Many people own land due to its necessity in most social and economic activities, but not all of them know the laws governing land ownership. This has caused many land conflicts that can be challenging to solve. In Morogoro, a CSO called Morogoro Paralegal Center, funded by Foundation for Civil Society, implemented a project to address this issue.

 

In Mngazi village, one of the villages where the project was implemented, land conflicts were the order of the day. According to Octavian Kobelo, the Village Executive Officer before the implementation of the project, in a day, an average of 6 to 7 cases would be brought to them and many cases would also be taken to the Ward Council. This wasted a lot of valuable time that would have otherwise been spent in more forward-leaning development activities. These challenges were also influenced by the fact that most people did not have title deeds for the lands they owned.

 

Morogoro Paralegal’s intervention included creating a team of 15 mobilizers and educating them together with village leaders on the importance and the process of obtaining a title deed. These mobilizers would then go house to house educating their fellow villagers on this issue, and even addressing the challenge of land ownership for women. At first, some people resisted but as more and more people bought into the idea, the whole village was caught up. Up until the end of the project in March this year, Morogoro Paralegal had facilitated the availability of 100 title deeds.

 

Mr Shaaban Kimwaga, the Village Chairperson says the education they received and the mobilization done by the team has greatly influenced their village. After the project, the village leadership receives one or two cases as a daily average, a drop from the 6 to 7 cases they used to get before the project.
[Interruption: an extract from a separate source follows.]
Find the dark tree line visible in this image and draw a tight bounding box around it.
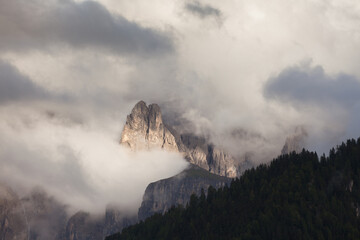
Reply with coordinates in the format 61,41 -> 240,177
106,138 -> 360,240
The attitude toward land ownership by women has also changed. Previously, men wouldn’t let women register their names on title deeds making it even easier for men to kick women out of their homes when they differed in thoughts. Ms. Sinahamu Swala, one of the community mobilizers that was trained by Morogoro Paralegal says, “my motivation to join this was the injustice I had seen my fellow women go through in being denied land ownership and the unfair treatment that arouse from that.” After the project, however, as Mr Shaaban, the Village Chairperson attests to, the situation has changed. “These days both the man and woman come in together to begin processing a title deed. In a few cases when men come alone, we advise them to bring their wives along in the process,” says Mr Shaaban.

 

This wave of women owning land was greatly influenced by the case of Ms Asha Ali Kitogo, a mother of two, who separated with her husband and went to court to demand her share of the assets. Having won in Primary Court, the former husband took the issue to a district court and Ms Asha had to get support from Morogoro Paralegal and the trained mobilizers in Mngazi village as well as the village leadership. She won this case as well and the husband has had to give her 3 acres of farmland, 1 mill, 2 bicycles and get her a house.

 

The education on land ownership and the mobilization done by volunteers such as Ms Sinahamu has motivated the community to come together and contribute bricks and money to build a registry office to keep documents for the village as well as provide space for their Ward Land Council to meet.

This is the impact of education in solving what is on the onset a legal issue. This intervention by civil society has been able to not only affect the land conflict challenge but also spearhead development in land rights for women and the involvement of the community in development.